2.1.1. Discussion critique des traductions françaises d’« idle curiosity »

Comme nombre de concepts vebleniens, celui d’« idle curiosity » pose des problèmes de traduction. La locution « curiosité oisive » utilisée par Émile James dans sa traduction de l’ouvrage de Paul T. Homan [1933] et reprise par Annie Vinokur [1968, p. 57] et Philippe Broda [1995, p. 189] nous semble mal choisie pour désigner ce que Veblen appelle « idle curiosity ». D’une part, l’expression même de « curiosité oisive » est obscure. D’autre part, sa proximité avec les termes « classe de loisir » ou « classe oisive » est mal venue.
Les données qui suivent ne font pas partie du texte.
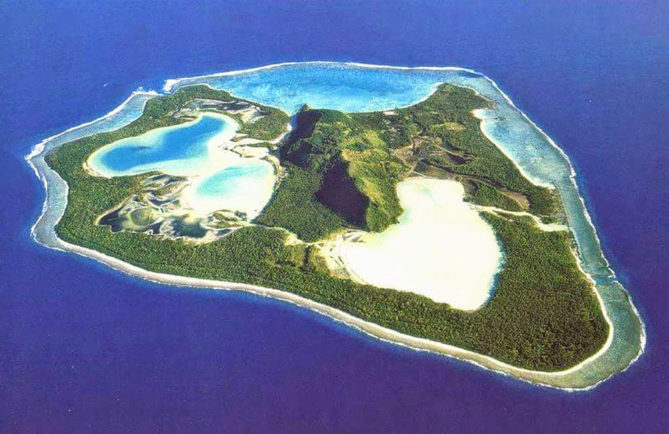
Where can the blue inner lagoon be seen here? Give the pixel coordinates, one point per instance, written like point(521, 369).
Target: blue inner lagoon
point(356, 88)
point(176, 150)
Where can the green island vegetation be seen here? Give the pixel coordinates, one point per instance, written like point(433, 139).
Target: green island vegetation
point(544, 315)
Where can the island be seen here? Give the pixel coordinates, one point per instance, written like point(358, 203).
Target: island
point(409, 223)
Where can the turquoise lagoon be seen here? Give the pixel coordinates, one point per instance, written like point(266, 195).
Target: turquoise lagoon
point(361, 88)
point(179, 150)
point(201, 150)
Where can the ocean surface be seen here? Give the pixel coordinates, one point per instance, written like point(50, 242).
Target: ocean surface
point(86, 349)
point(177, 150)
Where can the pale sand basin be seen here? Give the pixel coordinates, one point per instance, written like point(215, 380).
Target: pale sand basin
point(441, 248)
point(246, 185)
point(228, 177)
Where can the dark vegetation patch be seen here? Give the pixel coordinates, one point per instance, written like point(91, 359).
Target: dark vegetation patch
point(543, 315)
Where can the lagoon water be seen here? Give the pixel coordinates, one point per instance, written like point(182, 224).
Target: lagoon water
point(179, 150)
point(88, 349)
point(220, 178)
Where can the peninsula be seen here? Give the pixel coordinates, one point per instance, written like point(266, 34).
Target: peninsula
point(408, 222)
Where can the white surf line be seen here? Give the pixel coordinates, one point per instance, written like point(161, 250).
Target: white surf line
point(471, 356)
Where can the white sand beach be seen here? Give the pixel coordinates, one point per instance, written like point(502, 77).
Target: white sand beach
point(440, 248)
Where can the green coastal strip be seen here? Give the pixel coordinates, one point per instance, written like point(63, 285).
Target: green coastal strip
point(544, 314)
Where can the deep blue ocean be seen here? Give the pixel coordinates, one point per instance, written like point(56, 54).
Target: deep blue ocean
point(86, 349)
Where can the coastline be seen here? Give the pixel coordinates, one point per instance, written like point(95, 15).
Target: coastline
point(43, 232)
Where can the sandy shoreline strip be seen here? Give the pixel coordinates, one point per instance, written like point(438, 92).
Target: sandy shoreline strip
point(583, 376)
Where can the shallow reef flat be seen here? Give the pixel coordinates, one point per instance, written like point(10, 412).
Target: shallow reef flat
point(553, 313)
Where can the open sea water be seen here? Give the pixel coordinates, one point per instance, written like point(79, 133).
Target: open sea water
point(86, 349)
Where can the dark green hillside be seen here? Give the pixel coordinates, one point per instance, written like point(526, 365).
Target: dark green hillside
point(544, 314)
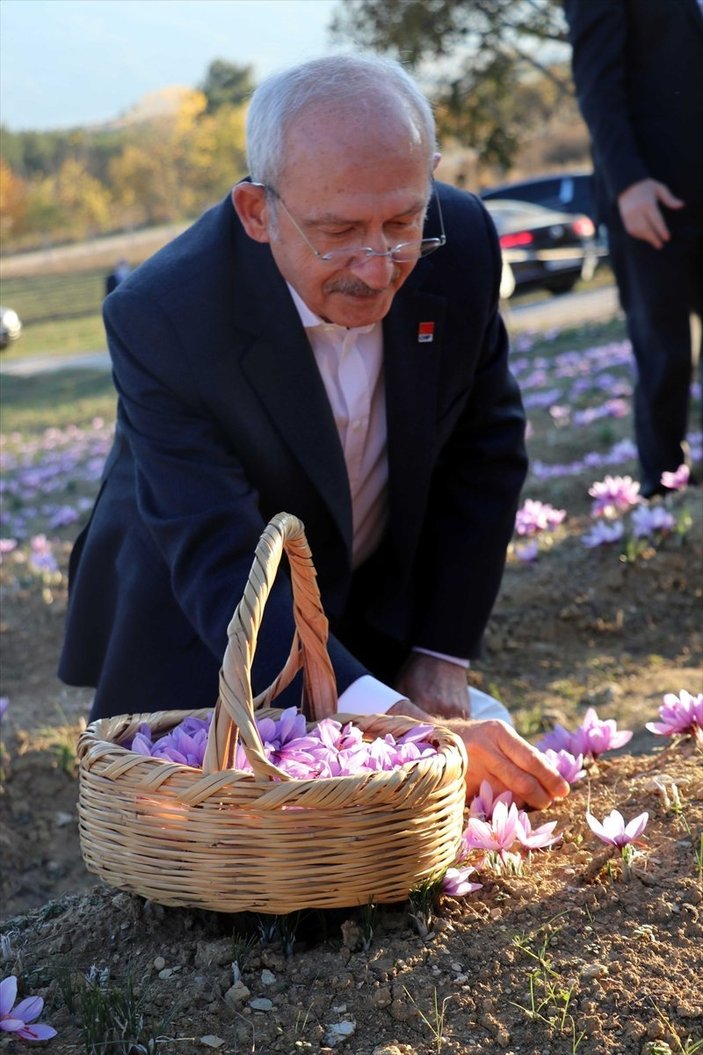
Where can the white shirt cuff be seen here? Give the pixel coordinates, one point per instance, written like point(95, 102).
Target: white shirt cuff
point(367, 695)
point(440, 655)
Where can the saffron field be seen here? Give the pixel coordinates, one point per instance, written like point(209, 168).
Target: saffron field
point(573, 946)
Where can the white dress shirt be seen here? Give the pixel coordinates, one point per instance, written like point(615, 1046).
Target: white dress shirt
point(350, 364)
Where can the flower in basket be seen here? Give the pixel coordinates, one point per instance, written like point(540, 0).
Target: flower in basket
point(682, 714)
point(328, 749)
point(19, 1018)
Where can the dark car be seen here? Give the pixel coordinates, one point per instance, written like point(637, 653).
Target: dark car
point(542, 247)
point(564, 191)
point(11, 326)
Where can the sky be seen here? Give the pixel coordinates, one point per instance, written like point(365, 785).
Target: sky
point(75, 62)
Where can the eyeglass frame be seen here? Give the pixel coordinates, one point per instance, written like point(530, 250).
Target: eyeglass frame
point(431, 245)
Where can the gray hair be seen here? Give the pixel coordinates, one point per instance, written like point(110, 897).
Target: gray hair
point(343, 79)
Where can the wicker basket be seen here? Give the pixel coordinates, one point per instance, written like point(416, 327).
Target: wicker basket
point(230, 841)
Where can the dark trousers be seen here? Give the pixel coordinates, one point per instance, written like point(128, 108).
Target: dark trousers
point(661, 291)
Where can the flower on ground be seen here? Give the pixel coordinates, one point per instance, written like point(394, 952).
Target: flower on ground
point(679, 714)
point(613, 495)
point(603, 534)
point(678, 480)
point(535, 517)
point(534, 839)
point(483, 803)
point(498, 833)
point(614, 830)
point(456, 882)
point(591, 739)
point(41, 557)
point(648, 520)
point(16, 1018)
point(568, 766)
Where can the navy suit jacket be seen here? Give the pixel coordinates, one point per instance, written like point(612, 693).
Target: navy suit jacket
point(638, 65)
point(223, 421)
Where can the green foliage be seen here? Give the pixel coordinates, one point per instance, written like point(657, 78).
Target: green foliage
point(70, 185)
point(489, 82)
point(227, 83)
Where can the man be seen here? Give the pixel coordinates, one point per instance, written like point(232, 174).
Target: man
point(638, 66)
point(295, 350)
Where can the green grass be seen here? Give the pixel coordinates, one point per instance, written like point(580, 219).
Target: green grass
point(45, 298)
point(63, 337)
point(60, 313)
point(57, 399)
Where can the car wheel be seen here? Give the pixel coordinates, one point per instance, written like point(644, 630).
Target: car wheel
point(565, 285)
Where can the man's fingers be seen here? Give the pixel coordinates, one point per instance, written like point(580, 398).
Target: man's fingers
point(666, 197)
point(529, 760)
point(498, 754)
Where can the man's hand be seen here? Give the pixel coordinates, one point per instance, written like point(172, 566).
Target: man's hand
point(641, 214)
point(437, 686)
point(497, 754)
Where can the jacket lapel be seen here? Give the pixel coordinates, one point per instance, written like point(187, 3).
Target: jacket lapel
point(412, 370)
point(280, 366)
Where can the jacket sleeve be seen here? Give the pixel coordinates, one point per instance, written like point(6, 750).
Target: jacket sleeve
point(599, 36)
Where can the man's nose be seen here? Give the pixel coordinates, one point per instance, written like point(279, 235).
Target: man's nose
point(378, 271)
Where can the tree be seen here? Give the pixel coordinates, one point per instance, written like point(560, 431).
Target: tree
point(476, 56)
point(226, 84)
point(13, 199)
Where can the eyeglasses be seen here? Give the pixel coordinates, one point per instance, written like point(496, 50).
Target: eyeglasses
point(404, 252)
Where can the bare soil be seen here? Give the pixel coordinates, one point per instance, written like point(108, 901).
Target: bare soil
point(568, 957)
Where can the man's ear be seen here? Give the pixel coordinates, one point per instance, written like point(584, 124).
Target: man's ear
point(249, 202)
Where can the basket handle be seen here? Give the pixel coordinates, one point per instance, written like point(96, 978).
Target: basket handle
point(235, 706)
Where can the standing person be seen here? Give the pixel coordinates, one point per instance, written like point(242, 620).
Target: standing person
point(118, 273)
point(326, 342)
point(638, 65)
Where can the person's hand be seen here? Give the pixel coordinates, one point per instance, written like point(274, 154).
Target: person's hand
point(499, 755)
point(641, 214)
point(437, 686)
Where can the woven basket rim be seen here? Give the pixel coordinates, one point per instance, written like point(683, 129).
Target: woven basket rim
point(449, 744)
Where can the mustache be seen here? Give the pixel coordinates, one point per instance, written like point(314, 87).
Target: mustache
point(353, 287)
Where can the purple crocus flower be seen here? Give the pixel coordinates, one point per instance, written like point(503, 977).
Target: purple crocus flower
point(591, 739)
point(498, 833)
point(613, 495)
point(328, 749)
point(648, 520)
point(456, 882)
point(535, 517)
point(568, 766)
point(603, 533)
point(594, 736)
point(679, 714)
point(614, 830)
point(482, 804)
point(16, 1018)
point(534, 839)
point(678, 480)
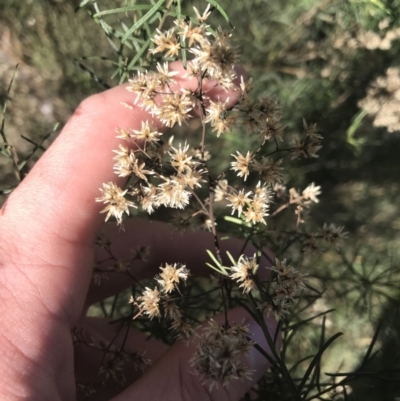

En effet, les fonctions sociales que Veblen [1899a, p. 40] associe à cette classe, c’est-à-dire « le gouvernement, la guerre, les sports et les observances religieuses », ont beaucoup plus à voir avec la connaissance pragmatique (cf. supra chap. 1, 4.3.) et les instincts de rivalité (cf. infra 2.4.2. dans ce chapitre) qu’avec la notion d’« idle curiosity ». Par ailleurs, le vocable retenu par Jean-Jacques Gislain [1999, p. 52 ; 2000, p. 87], à savoir « curiosité gratuite », pêche par la connotation péjorative que peut véhiculer le terme « gratuit », laquelle est absente de la signification que Veblen donne à l’expression « idle curiosity ». La traduction de Gaëtan Pirou [1946, p. 59] correspond bien, quant à elle, au sens du concept veblenien, mais elle est déjà, de par sa longueur, une définition : « le désir d’acquérir des connaissances pour le plaisir de savoir et non pour utiliser ces connaissances à des fins pratiques ». En définitive, le meilleure traduction nous semble être celle retenue par Véronique Dutraive [1993a, p. 53] et Jérôme Maucourant [1994, p. 170], c’est-à-dire « la curiosité désintéressée ». C’est à elle que nous nous sommes rangé 418 .

Notes
418.

Le fait qu’un auteur anglo-saxon, Norman Kaplan [1958] utilise l’expression « disinterested curiosity » comme synonyme de « idle curiosity » nous a conforté dans ce choix.